- Born: 1969 (age 56–57)
- Arrested: 2003 Thailand CIA
- Citizenship: Yemen
- Detained at: Bagram Theater Internment Facility
- Other name: Amin al-Bakri
- Charge(s): no charge, extrajudicial detention
- Occupation: jeweler

= Ameen Mohammad Albakri =

Bagram Theater Internment Facility detainee

Ameen Mohammad Albakri (أمين محمد البكري; born 1969) was held in extrajudicial detention in the United States Bagram Theater Internment Facility.

The New York Times reports that Ameen had been held in the facility since 2003, and that he had been held in secret extrajudicial detention in the CIA's network of black sites, prior to his transfer to Bagram.
In 2008, the Yafie tribe of Yemen declared their "solidarity" with al-Bakri, and petitioned President Ali Abdullah Saleh to recognise his constitutional duty to demand the release of al-Bakri to Yemeni authorities.

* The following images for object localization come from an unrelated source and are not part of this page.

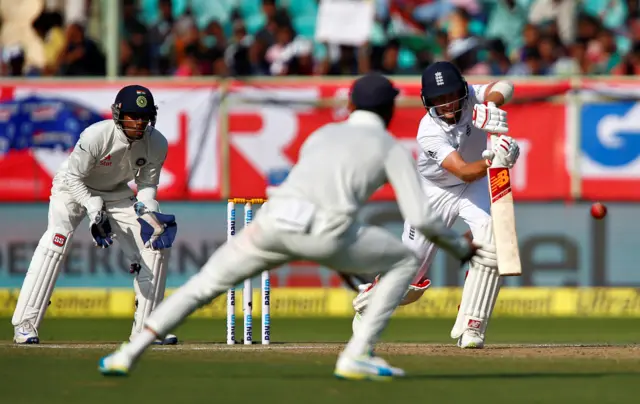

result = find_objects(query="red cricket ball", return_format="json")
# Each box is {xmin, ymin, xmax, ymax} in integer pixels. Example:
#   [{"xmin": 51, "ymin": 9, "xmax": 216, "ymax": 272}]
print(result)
[{"xmin": 591, "ymin": 202, "xmax": 607, "ymax": 220}]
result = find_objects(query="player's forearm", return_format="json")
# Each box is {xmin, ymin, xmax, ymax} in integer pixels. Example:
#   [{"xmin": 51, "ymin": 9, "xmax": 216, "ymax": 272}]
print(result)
[
  {"xmin": 456, "ymin": 159, "xmax": 490, "ymax": 182},
  {"xmin": 64, "ymin": 173, "xmax": 93, "ymax": 207},
  {"xmin": 485, "ymin": 91, "xmax": 505, "ymax": 107},
  {"xmin": 397, "ymin": 196, "xmax": 471, "ymax": 259},
  {"xmin": 384, "ymin": 145, "xmax": 473, "ymax": 260},
  {"xmin": 485, "ymin": 81, "xmax": 514, "ymax": 107},
  {"xmin": 136, "ymin": 185, "xmax": 159, "ymax": 211}
]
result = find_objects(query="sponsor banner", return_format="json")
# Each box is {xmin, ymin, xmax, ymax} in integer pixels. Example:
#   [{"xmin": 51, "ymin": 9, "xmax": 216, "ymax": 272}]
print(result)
[
  {"xmin": 0, "ymin": 79, "xmax": 569, "ymax": 201},
  {"xmin": 579, "ymin": 101, "xmax": 640, "ymax": 200},
  {"xmin": 228, "ymin": 80, "xmax": 569, "ymax": 200},
  {"xmin": 0, "ymin": 81, "xmax": 222, "ymax": 201},
  {"xmin": 3, "ymin": 287, "xmax": 640, "ymax": 318},
  {"xmin": 1, "ymin": 202, "xmax": 640, "ymax": 289},
  {"xmin": 397, "ymin": 287, "xmax": 640, "ymax": 317}
]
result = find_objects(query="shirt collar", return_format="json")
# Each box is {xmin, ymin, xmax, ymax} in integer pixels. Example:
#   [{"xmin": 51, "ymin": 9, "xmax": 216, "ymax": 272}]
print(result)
[{"xmin": 347, "ymin": 110, "xmax": 386, "ymax": 130}]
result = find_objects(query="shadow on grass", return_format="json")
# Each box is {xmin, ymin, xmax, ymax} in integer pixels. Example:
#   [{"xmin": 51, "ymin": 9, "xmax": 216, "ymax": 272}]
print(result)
[
  {"xmin": 229, "ymin": 370, "xmax": 640, "ymax": 381},
  {"xmin": 399, "ymin": 371, "xmax": 640, "ymax": 381}
]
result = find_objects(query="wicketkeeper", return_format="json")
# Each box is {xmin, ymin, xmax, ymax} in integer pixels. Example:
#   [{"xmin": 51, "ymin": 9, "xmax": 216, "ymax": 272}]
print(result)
[{"xmin": 11, "ymin": 85, "xmax": 178, "ymax": 345}]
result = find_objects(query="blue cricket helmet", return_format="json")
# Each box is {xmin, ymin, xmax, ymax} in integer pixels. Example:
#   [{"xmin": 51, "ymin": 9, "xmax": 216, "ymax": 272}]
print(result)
[
  {"xmin": 420, "ymin": 61, "xmax": 468, "ymax": 121},
  {"xmin": 111, "ymin": 85, "xmax": 158, "ymax": 140}
]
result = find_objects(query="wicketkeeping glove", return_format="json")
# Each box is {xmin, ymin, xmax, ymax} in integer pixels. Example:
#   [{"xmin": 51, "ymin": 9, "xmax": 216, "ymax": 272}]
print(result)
[
  {"xmin": 135, "ymin": 202, "xmax": 177, "ymax": 250},
  {"xmin": 89, "ymin": 210, "xmax": 114, "ymax": 248}
]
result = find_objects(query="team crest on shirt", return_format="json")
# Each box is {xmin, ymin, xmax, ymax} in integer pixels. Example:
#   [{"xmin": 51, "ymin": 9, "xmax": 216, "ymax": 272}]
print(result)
[{"xmin": 136, "ymin": 158, "xmax": 147, "ymax": 166}]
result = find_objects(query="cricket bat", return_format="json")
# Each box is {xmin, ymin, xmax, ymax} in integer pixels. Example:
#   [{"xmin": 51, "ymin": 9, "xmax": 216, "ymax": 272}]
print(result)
[{"xmin": 487, "ymin": 135, "xmax": 522, "ymax": 276}]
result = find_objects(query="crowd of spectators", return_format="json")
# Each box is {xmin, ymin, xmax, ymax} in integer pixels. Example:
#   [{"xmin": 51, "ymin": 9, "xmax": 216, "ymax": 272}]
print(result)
[{"xmin": 1, "ymin": 0, "xmax": 639, "ymax": 77}]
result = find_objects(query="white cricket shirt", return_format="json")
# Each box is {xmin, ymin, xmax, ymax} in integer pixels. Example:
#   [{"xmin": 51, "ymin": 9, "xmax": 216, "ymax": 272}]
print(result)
[
  {"xmin": 416, "ymin": 84, "xmax": 490, "ymax": 187},
  {"xmin": 52, "ymin": 120, "xmax": 168, "ymax": 207}
]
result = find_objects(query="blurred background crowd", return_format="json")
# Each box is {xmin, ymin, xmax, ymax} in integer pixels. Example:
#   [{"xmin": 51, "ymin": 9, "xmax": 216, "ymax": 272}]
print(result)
[{"xmin": 1, "ymin": 0, "xmax": 639, "ymax": 78}]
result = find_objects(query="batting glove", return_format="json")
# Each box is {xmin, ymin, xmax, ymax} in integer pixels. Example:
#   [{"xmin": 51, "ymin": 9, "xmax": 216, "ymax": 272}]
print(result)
[
  {"xmin": 483, "ymin": 135, "xmax": 520, "ymax": 168},
  {"xmin": 473, "ymin": 102, "xmax": 508, "ymax": 134}
]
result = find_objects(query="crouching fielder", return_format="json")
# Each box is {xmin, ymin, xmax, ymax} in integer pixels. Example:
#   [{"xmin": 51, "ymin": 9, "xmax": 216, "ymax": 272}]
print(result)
[
  {"xmin": 99, "ymin": 74, "xmax": 481, "ymax": 381},
  {"xmin": 351, "ymin": 61, "xmax": 519, "ymax": 349},
  {"xmin": 11, "ymin": 85, "xmax": 178, "ymax": 345}
]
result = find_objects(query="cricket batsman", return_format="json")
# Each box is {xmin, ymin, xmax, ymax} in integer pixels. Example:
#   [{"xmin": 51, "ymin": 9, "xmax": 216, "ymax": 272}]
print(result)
[
  {"xmin": 98, "ymin": 73, "xmax": 493, "ymax": 381},
  {"xmin": 351, "ymin": 61, "xmax": 520, "ymax": 349},
  {"xmin": 11, "ymin": 85, "xmax": 179, "ymax": 345}
]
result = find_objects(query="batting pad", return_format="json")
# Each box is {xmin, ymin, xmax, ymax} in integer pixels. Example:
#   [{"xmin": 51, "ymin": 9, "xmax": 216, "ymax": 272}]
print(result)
[
  {"xmin": 12, "ymin": 228, "xmax": 72, "ymax": 329},
  {"xmin": 131, "ymin": 249, "xmax": 169, "ymax": 336},
  {"xmin": 450, "ymin": 223, "xmax": 501, "ymax": 339}
]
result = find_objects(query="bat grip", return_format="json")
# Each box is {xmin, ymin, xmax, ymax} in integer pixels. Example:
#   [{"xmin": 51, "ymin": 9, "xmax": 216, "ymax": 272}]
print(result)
[{"xmin": 489, "ymin": 133, "xmax": 499, "ymax": 148}]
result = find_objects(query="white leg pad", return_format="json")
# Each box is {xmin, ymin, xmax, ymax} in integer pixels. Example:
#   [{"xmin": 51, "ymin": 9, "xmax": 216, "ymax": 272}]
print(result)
[
  {"xmin": 451, "ymin": 222, "xmax": 501, "ymax": 339},
  {"xmin": 450, "ymin": 263, "xmax": 501, "ymax": 339},
  {"xmin": 131, "ymin": 249, "xmax": 169, "ymax": 336},
  {"xmin": 12, "ymin": 228, "xmax": 72, "ymax": 329}
]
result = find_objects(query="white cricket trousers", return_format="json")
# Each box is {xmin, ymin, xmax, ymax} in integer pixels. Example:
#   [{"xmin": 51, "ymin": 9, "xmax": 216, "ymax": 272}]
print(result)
[
  {"xmin": 400, "ymin": 176, "xmax": 500, "ymax": 340},
  {"xmin": 145, "ymin": 198, "xmax": 420, "ymax": 354},
  {"xmin": 404, "ymin": 176, "xmax": 492, "ymax": 282},
  {"xmin": 11, "ymin": 191, "xmax": 169, "ymax": 336}
]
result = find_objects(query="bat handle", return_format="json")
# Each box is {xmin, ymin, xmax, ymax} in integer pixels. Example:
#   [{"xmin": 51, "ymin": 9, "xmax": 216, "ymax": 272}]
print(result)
[{"xmin": 489, "ymin": 133, "xmax": 499, "ymax": 148}]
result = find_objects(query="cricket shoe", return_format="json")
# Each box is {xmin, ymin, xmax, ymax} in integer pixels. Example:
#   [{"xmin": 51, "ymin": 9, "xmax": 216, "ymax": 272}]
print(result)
[
  {"xmin": 152, "ymin": 333, "xmax": 178, "ymax": 345},
  {"xmin": 130, "ymin": 333, "xmax": 178, "ymax": 345},
  {"xmin": 457, "ymin": 330, "xmax": 485, "ymax": 349},
  {"xmin": 13, "ymin": 321, "xmax": 39, "ymax": 344},
  {"xmin": 99, "ymin": 344, "xmax": 134, "ymax": 376},
  {"xmin": 334, "ymin": 354, "xmax": 405, "ymax": 381}
]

According to a habeas corpus petition filed on his behalf he was held in CIA custody for six months, in 2003, prior to being transferred to Bagram.

Though only Respondents know where Mr. Al Bakri was held during the first six months of his detention, it is likely that he was held in one or more CIA “black sites,” where agents of the United States subjected him to torture, including terrorization with dogs, electric shocks, beatings with rifle butts, prolonged suspension, stress positions, and solitary confinement in “dog boxes.”

==Life and arrest==

Born in al-Menorah, al-Bakri married and had two sons and a daughter. He became a shrimp merchant, who also dealt in gemstones.

He disappeared while on a business trip to Bangkok, and his family anxiously contact authorities for six months about his disappearance, until an article in Al-Sharq Al-Awsat reported that he had been kidnapped by American agents.

His brothers hired private investigators to trace his location, and were given a report that he had arrived in Bangkok and checked into a hotel, before disappearing.

A year after his disappearance, his family received a letter from the Red Cross informing them that they had visited al-Bakri at Bagram Airbase and he was in good health, and hoped his family would take care of his three children.

== Habeas corpus submissions ==

Ameen Mohammad Albkri is one of the sixteen Guantanamo captives whose amalgamated habeas corpus submissions were heard by
US District Court Judge Reggie B. Walton on January 31, 2007.

On April 2, 2009 US District Court Judge John D. Bates ruled that Ameen, and several other captives held in Bagram, who were not captured in Afghanistan, were entitled to the same access to habeas corpus and other protections of the United States Civilian Justice system as those accorded to the captives held in the Guantanamo Bay detention camps, in Cuba.

Ramzi Kassem, a law professor at City University of New York, who volunteered to work on Ameen's behalf, has called for the original Bagram facility to be preserved as a crime scene.
According to The New York Times, Kassem explained his call for the preservation of Bagram: "What took place at Bagram is at the heart of many, if not most, Guantanamo cases. That facility is relevant to accounts of torture and coercion raised by many (Guantanamo Bay) prisoners -- and by present Bagram prisoners -- in their various cases before the military commissions and in criminal and habeas proceedings in federal court."
A new facility to replace the interim facility, which has been in use since 2001, was recently completed, and the current captives are planned to have been transferred to it by January 16, 2009. The DoD plans to demolish the hangars the old facility was housed in, in order to build a new headquarters.